Ricarda Merbeth: Copyright: Mirko Joerg Kellner

LINZ / Internationales Brucknerfest: Markus POSCHNER, Ricarda MERBETH, das BRUCKNER ORCHESTER LINZ mit Richard Wagner und Anton Bruckner

28.9. 2018 – Karl Masek

Unter dem Motto „WAS DU ERERBT VON DEINEN VÄTERN – Bruckner und die Tradition“ finden beim Internationalen Brucknerfest 2018 zwischen dessen Geburtstag (4. September) und seinem Todestag (11. Oktober) über 30 Veranstaltungen im 1974 eröffneten Brucknerhaus Linz und anderen Veranstaltungsorten in und um Linz statt.

Die Sinfonie Nr. 3, d-Moll, WAB, widmete Bruckner seinem besonderen Idol Richard Wagner, fuhr dafür auch nach Bayreuth, um sie „dem Meister“ vorzulegen. Die Erstfassung von 1872/73 hatte etliche geschickte Anspielungen auf Wagner-Motive enthalten, ohne ihn freilich zu zitieren.

Leider, ist man versucht zu sagen, hat Bruckner in zwei weiteren Fassungen fast alle diese Stellen wieder gestrichen und den Finalsatz auf Ratschlag seiner Schüler („Ratschläge“ waren im Falle Bruckners nicht selten „Schläge!) völlig verändert, heute meinen manche, „verstümmelt“. Die Uraufführungen der „Zweiten“ und „Dritten“ Fassung fanden noch zu Lebzeiten des Meisters statt (vor allem die UA 1877 unter dem Dirigat des Komponisten war ein Fiasko, wie berichtet wurde).Schließlich setzte sich die „Dritte“ Fassung, die endlich ein Erfolg war (UA 1890), durch…


Markus Poschner, seit 2017 Chef des Bruckner-Orchesters Linz. Foto: Linzer Landestheater

Markus Poschner, seit 2017 Chefdirigent des Bruckner Orchesters Linz, setzte diesmal verdienstvoller Weise die sonst kaum gespielte Urfassung von 1873 an. Ich neige immer mehr zur Auffassung, bei den Sinfonien des großen St. Florianers sind die Urfassungen die kühnsten, innovativsten Versionen und hätten nicht der Beeinflussung von Freunden und Ratgebern bedurft, die den im persönlichen Umgang offenbar wenig selbstbewussten und bei kleinster Kritik allzu leicht beeinflussbaren und autoritätsgläubigen Meister zu Änderungen veranlassten.

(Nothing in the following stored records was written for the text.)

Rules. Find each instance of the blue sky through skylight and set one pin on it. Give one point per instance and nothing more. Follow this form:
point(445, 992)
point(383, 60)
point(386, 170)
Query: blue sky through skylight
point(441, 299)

Als Schüler des Simon Sechter, der berühmt-berüchtigt für seine strikten Unterrichtsmethoden war, ging es Bruckner lange um die reine Lehre des Tonsatzes, des Kontrapunkts – bis er als Komponist die Sakralwerke hinter sich ließ, sogar in Werken Beethovens „Fehler im Sechter’schen Sinne“ gefunden hatte, und sich selbst die „Erlaubnis erteilte“, auch diese Fehler machen zu „dürfen“. Da war Bruckner aber bereits 40 –  begründete auf der Beethoven’schen Tradition fußend, eine völlig andere „Tradition“ – und bei Entstehung der „Dritten“ war er längst in Wien. Sechter war bereits gestorben. Der Stecker war „umgelegt“. „Eine enorme Schaffenskraft und ein enormer Drang brechen sich da Bahn“, so der Dirigent in einem Interview, das im Programmheft abgedruckt ist.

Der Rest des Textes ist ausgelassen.